Question

A body slides down an inclined plane of angle of inclination 30\(^\circ\) with a constant velocity of 10 ms\(^{-1}\). If the body is pushed up the same plane with a velocity of 20 ms\(^{-1}\), the distance moved by the body before coming to rest is (acceleration due to gravity = 10 ms\(^2\))

• A. 10 m
• B. 15 m
• C. 20 m
• D. 30 m

Hint:

When dealing with inclined planes, always consider the components of gravitational force along and perpendicular to the plane. Friction plays a crucial role in determining the motion of the body.

Answer 1

The Correct Option is C

Given: Angle of inclination, \(\theta = 30^\circ\)
Constant velocity while sliding down, \(v = 10 \, {ms}^{-1}\)
Initial velocity while pushing up, \(u = 20 \, {ms}^{-1}\)
Acceleration due to gravity, \(g = 10 \, {ms}^{-2}\) Step 1: Determine the acceleration while sliding down Since the body slides down with a constant velocity, the net acceleration along the incline is zero.
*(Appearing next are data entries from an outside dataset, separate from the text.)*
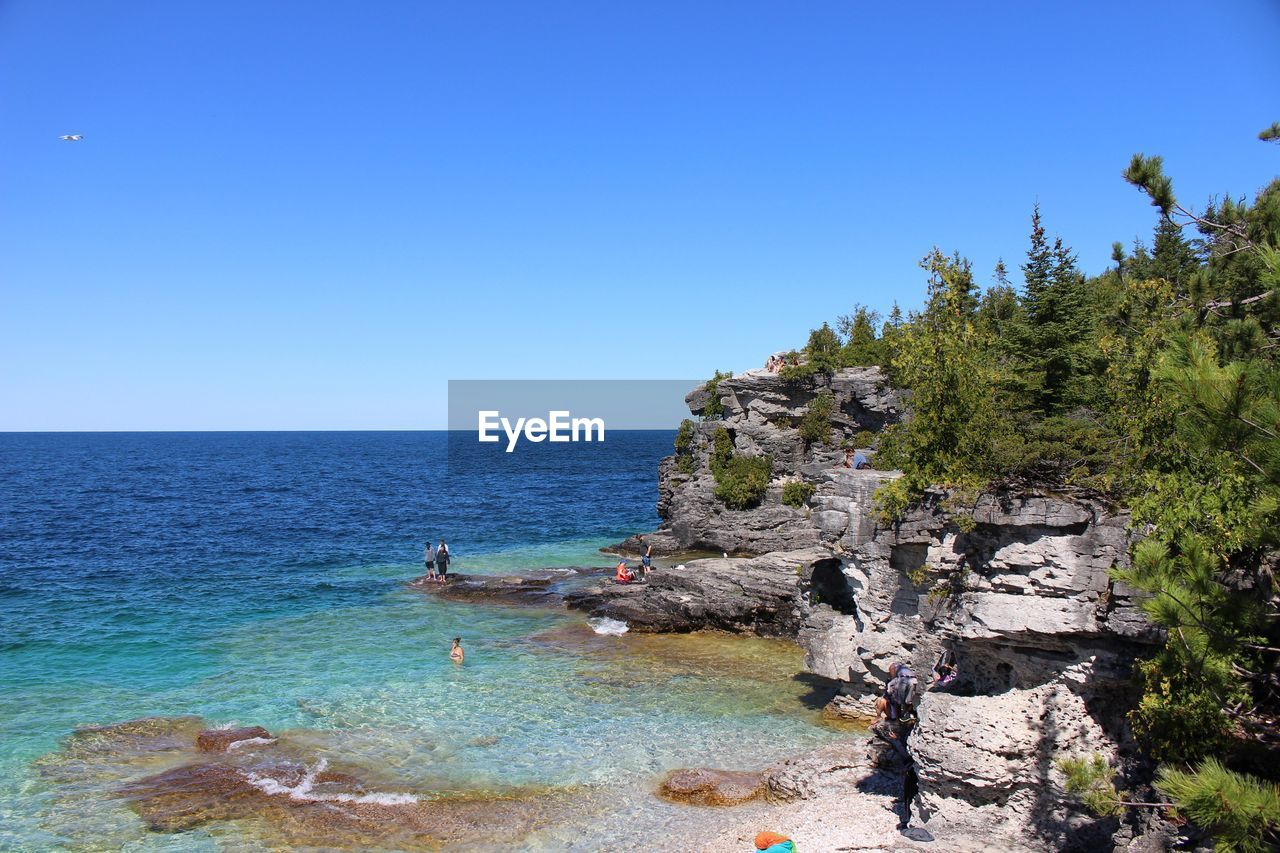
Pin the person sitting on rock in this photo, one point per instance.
(945, 670)
(773, 843)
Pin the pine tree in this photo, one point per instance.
(1173, 256)
(862, 347)
(1038, 268)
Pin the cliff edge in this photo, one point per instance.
(1016, 585)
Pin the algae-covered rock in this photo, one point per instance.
(704, 787)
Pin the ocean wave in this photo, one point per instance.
(304, 790)
(609, 626)
(250, 742)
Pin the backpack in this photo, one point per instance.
(901, 692)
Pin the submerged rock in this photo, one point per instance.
(759, 596)
(703, 787)
(177, 774)
(224, 739)
(544, 587)
(1016, 584)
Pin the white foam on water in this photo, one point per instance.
(609, 626)
(302, 790)
(250, 742)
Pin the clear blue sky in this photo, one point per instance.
(312, 214)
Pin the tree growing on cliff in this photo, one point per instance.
(714, 407)
(945, 359)
(1207, 489)
(862, 346)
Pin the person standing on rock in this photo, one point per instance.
(430, 561)
(900, 702)
(442, 560)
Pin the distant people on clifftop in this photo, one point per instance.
(442, 560)
(945, 669)
(856, 460)
(430, 560)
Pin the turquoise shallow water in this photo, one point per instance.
(292, 614)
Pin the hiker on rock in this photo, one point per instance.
(899, 706)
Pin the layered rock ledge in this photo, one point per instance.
(1016, 585)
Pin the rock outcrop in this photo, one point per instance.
(760, 414)
(1016, 585)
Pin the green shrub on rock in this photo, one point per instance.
(722, 448)
(714, 407)
(798, 493)
(685, 437)
(741, 482)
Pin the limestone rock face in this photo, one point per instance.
(1015, 584)
(760, 415)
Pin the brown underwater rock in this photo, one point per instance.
(705, 787)
(222, 739)
(544, 587)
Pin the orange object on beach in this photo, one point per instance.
(767, 839)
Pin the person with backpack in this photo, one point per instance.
(430, 561)
(945, 669)
(442, 560)
(900, 706)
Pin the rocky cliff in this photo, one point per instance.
(1016, 585)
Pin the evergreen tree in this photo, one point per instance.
(1173, 256)
(862, 347)
(945, 359)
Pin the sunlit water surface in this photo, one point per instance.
(260, 579)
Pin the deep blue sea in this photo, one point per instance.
(260, 579)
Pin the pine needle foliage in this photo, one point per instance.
(1092, 781)
(1242, 812)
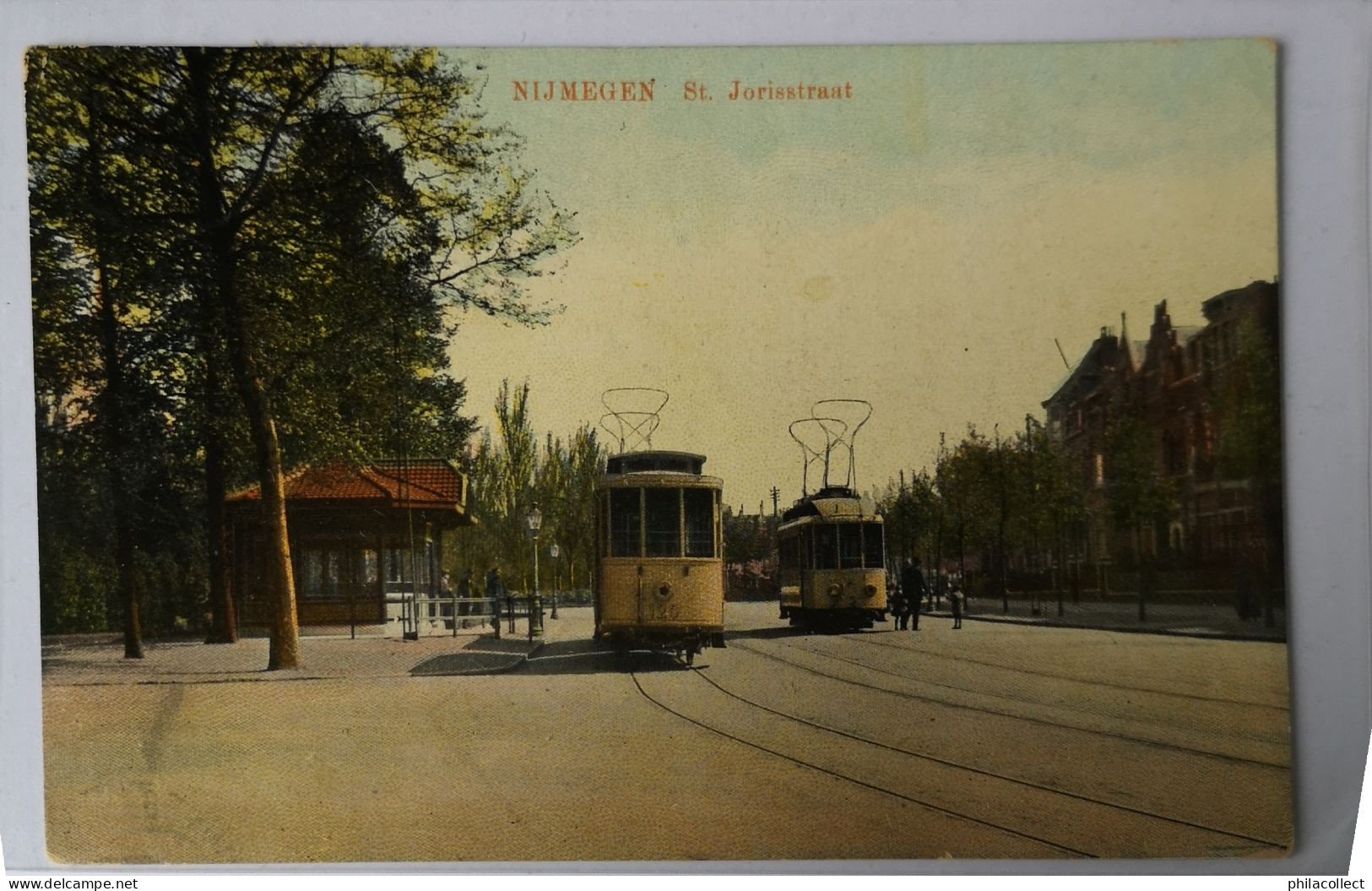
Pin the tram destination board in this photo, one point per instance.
(487, 456)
This implies that the component of gravitational force along the incline is balanced by the frictional force. \[ mg \sin \theta = \mu mg \cos \theta \] \[ \tan \theta = \mu \] \[ \mu = \tan 30^\circ = \frac{1}{\sqrt{3}} \] Step 2: Determine the acceleration while pushing up When the body is pushed up the incline, the net acceleration \(a\) is given by: \[ a = g \sin \theta + \mu g \cos \theta \] Substituting the values: \[ a = 10 \sin 30^\circ + \frac{1}{\sqrt{3}} \times 10 \cos 30^\circ \] \[ a = 10 \times \frac{1}{2} + \frac{1}{\sqrt{3}} \times 10 \times \frac{\sqrt{3}}{2} \] \[ a = 5 + 5 = 10 \, {ms}^{-2} \] Step 3: Calculate the distance moved before coming to rest Using the equation of motion: \[ v^2 = u^2 + 2as \] Where: - Final velocity, \(v = 0 \, {ms}^{-1}\) - Initial velocity, \(u = 20 \, {ms}^{-1}\) - Acceleration, \(a = -10 \, {ms}^{-2}\) (negative because it is decelerating) \[ 0 = (20)^2 + 2(-10)s \] \[ 0 = 400 - 20s \] \[ 20s = 400 \] \[ s = \frac{400}{20} = 20 \, {m} \] Final Answer:
20 m